DNA replication requires many enzymes to uncoil DNA, synthetize new strands and rewind new molecules. The DNA polymerase, an enzyme which is necessary for DNA synthesis, can cause mistakes and thus induce mutations in DNA sequencing.

From DNA to proteins

Genes, DNA base sequences, code for proteins is a process that includes DNA transcription into RNA, and RNA translation into polypeptide.  

Transcription requires the uncoiling of DNA before the RNA polymerase is able to make a copy of a DNA sequence thanks to complementary base pairing. 
After the RNA synthesis, messenger RNA (mRNA) is matured and sent to the cytoplasm, where translation can begin on ribosomes.
Translation requires different RNA types and proteins. According to the genetic code, the sequencing of RNA gives the sequencing of amino acids. Base triplets found on mRNA is code for a specific amino acid brought by transfer RNA (tRNA) to the ribosome and linked by a peptide bond to the peptide in construction. 
After translation, polypeptides are matured. That‘s when they get their shape and function.

Metabolism

Enzymes

Cells reactions are sped up by biological catalysts called enzymes.

Enzymes, mostly proteins, can race cellular reactions thanks to their particular 3D shape. 
A specific substrate can bind to the active site of a specific enzyme (substrate specificity). This binding reduces the energy needed to convert substrate into specific products (specificity of action). After the reaction, products are released from the enzyme.
Enzyme setting depends on genes and their expression. Enzymes can be affected by mutation, their amino acids sequence being crucial for protein shape. Enzymes can also be affected by the environment, as temperature (or pH) changes proteins shape.

Respiration

Cells require energy to function. The main form of energy they use is ATP (adenosine triphosphate). Because it cannot be stored, ATP has to be produced perpetually. 

To produce ATP, cells break down biological molecules (glucose, fatty acids…). This process is known as cellular respiration.

  • Aerobic respiration = when oxygen is available, organic breakdown can be total. ATP production is important and only carbon dioxide and water are produced
  • Anaerobic respiration = when oxygen is lacking, organic breakdown isn‘t total. ATP production is limited and other products accumulate (lactate or ethanol)

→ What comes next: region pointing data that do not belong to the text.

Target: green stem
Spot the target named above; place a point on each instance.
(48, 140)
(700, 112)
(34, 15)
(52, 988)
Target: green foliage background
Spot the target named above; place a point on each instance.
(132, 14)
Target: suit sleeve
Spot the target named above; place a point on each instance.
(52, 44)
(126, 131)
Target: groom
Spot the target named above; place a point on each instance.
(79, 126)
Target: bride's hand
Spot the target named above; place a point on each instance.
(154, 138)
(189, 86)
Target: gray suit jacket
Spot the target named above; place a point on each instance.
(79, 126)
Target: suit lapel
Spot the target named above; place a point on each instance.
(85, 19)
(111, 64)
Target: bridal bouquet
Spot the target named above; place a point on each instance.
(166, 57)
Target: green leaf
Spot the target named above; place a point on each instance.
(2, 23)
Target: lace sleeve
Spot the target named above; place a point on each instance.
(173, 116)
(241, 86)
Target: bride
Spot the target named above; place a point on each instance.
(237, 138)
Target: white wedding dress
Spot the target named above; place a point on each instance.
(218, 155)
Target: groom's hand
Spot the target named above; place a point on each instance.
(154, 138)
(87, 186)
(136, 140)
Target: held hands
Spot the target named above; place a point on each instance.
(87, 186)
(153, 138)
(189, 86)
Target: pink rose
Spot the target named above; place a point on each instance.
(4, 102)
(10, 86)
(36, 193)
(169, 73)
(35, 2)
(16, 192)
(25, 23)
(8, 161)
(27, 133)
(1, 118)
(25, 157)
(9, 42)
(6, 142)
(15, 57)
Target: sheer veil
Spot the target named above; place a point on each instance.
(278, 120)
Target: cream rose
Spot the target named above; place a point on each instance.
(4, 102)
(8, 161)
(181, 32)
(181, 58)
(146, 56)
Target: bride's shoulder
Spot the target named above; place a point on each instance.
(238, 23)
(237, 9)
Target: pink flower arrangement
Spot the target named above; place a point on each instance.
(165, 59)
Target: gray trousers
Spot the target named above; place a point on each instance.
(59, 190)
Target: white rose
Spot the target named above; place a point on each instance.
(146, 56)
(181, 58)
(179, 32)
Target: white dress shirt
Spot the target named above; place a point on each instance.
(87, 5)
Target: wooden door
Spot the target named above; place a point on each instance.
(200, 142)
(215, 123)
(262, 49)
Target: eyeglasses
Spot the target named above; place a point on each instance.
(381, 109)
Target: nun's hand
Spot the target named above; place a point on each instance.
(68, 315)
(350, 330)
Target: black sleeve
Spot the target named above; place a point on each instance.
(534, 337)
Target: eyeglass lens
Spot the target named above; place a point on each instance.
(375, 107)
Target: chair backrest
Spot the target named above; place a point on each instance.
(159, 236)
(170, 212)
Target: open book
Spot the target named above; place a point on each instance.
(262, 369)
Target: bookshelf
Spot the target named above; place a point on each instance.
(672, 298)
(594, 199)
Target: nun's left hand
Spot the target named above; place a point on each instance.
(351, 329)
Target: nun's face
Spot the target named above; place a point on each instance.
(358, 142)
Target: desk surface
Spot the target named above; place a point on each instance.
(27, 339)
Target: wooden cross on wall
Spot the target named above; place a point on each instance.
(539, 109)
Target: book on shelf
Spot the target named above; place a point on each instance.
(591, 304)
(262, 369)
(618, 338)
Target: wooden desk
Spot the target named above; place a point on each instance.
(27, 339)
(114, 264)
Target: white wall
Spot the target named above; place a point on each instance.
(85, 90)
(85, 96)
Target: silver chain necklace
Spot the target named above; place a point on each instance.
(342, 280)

When exercised, muscle cells use anaerobic respiration when the oxygen supply isn‘t sufficient and then switch to aerobic respiration as soon as the oxygen transport matches their needs.

Photosynthesis

Cell photosynthesis is a phenomenal key for life. 
It produces new organic molecules using light energy.

Photosynthesis uses carbon dioxide and water to produce glucose and oxygen. The reaction isn‘t spontaneous and requires energy.
To collect light energy, light is absorbed by photosynthetic pigments. Those pigments (mainly chlorophyll A and B) absorb blue and red wavelength mostly. In this way, red and blue lights are much more efficient for photosynthesis. 
This process is linked to water photolysis. Electrons taken from it can be transferred to carbon dioxide. This reduction causes organic compounds to form. 
As a result, oxygen is a byproduct of photosynthesis. Photosynthetic organisms have played a crucial part in the evolution of the Earth’s atmosphere and oxygen increase.